Thursday, July 22, 2010

Fabulous!

Here is something I was contemplating as I lay in bed this morning....yes....I contemplate some weird things sometimes:
My hair is in deep need of a coloring. It costs me about $200 to cut and color my hair and while I'm there, get my eyebrows waxed - even more after tips. (Background info: until the house sells we are on a very very tight budget). So...I'm thinking...what else costs $200 that I could give up in order to have that money budgeted for my hair. Aha...I spent $200 on the five of us to go River Rafting while we were in Colorado a few weeks ago. So this is where I start my contemplation and my imaginary conversations....

"No, children. We cannot go River Rafting with the rest of your cousins because I need to get my hair done and getting my hair done will last longer than one day of river rafting."

"But Mom," they say...

"Stop calling me Butt Mom," I interrupt.

"Mom," they say, "getting your hair done will only benefit you, while river rafting will benefit all of us."

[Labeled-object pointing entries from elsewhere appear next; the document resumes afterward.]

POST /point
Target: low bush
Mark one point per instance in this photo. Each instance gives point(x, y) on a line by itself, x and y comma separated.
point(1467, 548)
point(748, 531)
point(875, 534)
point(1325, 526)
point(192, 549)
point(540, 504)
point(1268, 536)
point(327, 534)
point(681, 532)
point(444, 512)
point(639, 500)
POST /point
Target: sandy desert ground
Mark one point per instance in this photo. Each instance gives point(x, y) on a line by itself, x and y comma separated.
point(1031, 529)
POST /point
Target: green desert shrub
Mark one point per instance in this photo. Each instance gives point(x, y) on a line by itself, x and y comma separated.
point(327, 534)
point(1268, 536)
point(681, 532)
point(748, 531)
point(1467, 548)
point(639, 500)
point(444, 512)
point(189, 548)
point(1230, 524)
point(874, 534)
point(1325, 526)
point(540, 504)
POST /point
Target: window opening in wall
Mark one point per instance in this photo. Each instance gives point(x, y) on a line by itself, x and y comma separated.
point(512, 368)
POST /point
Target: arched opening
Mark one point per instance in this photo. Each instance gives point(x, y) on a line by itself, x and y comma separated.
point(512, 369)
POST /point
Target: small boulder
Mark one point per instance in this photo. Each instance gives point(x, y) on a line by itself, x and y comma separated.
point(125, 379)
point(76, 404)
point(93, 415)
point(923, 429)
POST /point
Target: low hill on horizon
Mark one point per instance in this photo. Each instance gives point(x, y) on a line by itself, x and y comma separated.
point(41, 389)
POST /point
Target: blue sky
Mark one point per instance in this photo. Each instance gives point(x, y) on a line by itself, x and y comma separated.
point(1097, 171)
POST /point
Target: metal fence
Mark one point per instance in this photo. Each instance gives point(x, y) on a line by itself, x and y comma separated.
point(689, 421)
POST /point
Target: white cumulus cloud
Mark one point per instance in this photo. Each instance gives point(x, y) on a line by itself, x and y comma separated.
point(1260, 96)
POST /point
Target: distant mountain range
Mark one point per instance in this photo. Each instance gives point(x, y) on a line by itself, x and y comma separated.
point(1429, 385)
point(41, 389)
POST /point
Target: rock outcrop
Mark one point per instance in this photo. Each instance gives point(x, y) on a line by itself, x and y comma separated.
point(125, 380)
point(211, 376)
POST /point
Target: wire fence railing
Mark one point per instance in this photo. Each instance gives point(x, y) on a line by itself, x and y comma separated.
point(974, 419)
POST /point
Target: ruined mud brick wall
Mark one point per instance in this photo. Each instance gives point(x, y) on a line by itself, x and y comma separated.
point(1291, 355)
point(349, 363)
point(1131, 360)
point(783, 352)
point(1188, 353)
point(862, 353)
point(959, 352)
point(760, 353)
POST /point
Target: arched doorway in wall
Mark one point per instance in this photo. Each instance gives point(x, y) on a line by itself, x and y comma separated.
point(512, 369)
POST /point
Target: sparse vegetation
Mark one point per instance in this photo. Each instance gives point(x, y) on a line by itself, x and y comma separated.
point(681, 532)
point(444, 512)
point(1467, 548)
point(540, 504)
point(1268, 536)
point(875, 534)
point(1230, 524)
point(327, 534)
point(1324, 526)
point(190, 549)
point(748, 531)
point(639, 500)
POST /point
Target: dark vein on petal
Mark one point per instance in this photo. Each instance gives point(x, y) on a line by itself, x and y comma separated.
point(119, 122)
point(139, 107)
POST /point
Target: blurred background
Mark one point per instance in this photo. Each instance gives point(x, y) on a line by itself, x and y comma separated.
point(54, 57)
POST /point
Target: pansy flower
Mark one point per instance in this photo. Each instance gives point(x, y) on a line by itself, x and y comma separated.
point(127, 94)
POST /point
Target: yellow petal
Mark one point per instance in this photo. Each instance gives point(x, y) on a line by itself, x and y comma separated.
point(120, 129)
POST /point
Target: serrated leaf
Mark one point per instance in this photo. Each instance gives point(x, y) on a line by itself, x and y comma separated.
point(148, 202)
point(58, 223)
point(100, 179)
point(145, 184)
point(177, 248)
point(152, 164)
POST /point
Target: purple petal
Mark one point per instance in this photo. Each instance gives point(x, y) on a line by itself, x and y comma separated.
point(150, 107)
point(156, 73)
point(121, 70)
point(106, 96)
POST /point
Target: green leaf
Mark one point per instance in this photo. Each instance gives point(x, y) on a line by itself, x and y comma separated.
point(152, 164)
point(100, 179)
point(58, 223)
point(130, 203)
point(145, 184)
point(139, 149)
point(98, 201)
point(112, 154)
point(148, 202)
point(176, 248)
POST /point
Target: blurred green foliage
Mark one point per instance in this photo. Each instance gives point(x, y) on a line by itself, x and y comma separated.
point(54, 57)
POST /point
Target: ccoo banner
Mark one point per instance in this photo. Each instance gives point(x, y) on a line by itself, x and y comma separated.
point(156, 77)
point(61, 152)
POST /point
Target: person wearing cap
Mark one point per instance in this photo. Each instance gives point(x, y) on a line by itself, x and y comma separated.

"Nay," I respond. "When my hair looks fabulous, I feel fabulous and when I feel fabulous, you all don't have to walk around on eggshells, afraid that I'll snap at you for any insignificant reason. You all benefit even more than I do when I get my hair done; therefore, the $200 is better spent on me getting my hair done than on you all having lifelong memories with your cousins rafting on the Colorado River."

Nuff said.

D.

(Okay, just so you all know, we really DID go rafting and I really haven't gotten my hair done, but this imaginary conversation taught me that I am who I am whether my hair is done or not. If I can just embrace that mentally, I'll be fine. Where did I get the idea that I could only feel fabulous if I looked fabulous? How about feeling fabulous because of who God made me to be? How about we teach that to our children?)

Sunday, July 18, 2010

A Different Point of View

Something about this photo just tickles me. We are all different, yet are drawn to the same awesome things. Not only that, but we are all at different places within that "draw-ing" ("drawn-ness", "drawnst") I was at the end of my hike when I took this photo - hot and tired as the smallest of inclines felt mountainous. I wasn't exactly bored of the beautiful view, but I was ready to be back at home camp. This group of young people, in full garb, were at an altogether different point in their adventure - still in awe of the beauty - even to the point of using binoculars to get the minutest of views. It's okay to be different and at different places in our lives - it allows us the opportunity to get a different point of view. May I always be observant.

D

Saturday, July 17, 2010

Well Done

I know....it's one of those "everyone-has-one" family photos. This photo represents, though, more than just family; it represents indescribable joy; it represents freedom; it represents perseverance.

Four sisters, one sister-in-law - we make it happen not only for our own interests, but for the interests of others (our children).

Bob, Jeanette, Ryan, Sam, Johnny, Kelley, Me, Gracey, Nancy, Margie, Waylen, Ben, Katie Rose, Murphy, Westie, Sophie, Parker, Jackie Mae, Mickey, Logan, Walker and Phoenix. along the colorado river. summer cousin camp 2010.

Friday, July 2, 2010

Vacation Eve

Tomorrow at 0600 hours is the estimated time of departure. The car is loaded and ready to go. I doubt that I'll blog in the morning before we leave, but rest assured that I will upload photos of us on the road and keep you all updated with words of wisdom throughout the trip, providing the KOA campgrounds that we stay at have a three prong outlet and wifi, which I'm pretty sure they do.

So until tomorrow evening, I bid you all a fond farewell.

Diane

Thursday, July 1, 2010

Vacation = Guilt Free Run Away

Today is today and tomorrow is tomorrow, but the NEXT day is "We're-on-our-roadtrip" day. I feel like it's a "guilt-free-I'm-running-away" trip. Seriously. I am so tired of "here" both physically and emotionally and mentally. I'm ready for a huge, life-changing break. You'd be right in calling it the great escape. I admit it. I want to escape for a little while. I just hope I come back. I may enjoy living on the road so much, that I'll just keep on truckin'.

Okay, now that I've said that, if I disappear and go missing, the media is going to jump on this particular blog post to show that I disappeared of my own doing. "Blog Post proves North Shore Woman Responsible for her Own Disappearance".

Dear Media and Police,
I'm not running away. If I go missing, please try to find me. It means that something bad happened. I plan on coming back from my road trip on time and refreshed.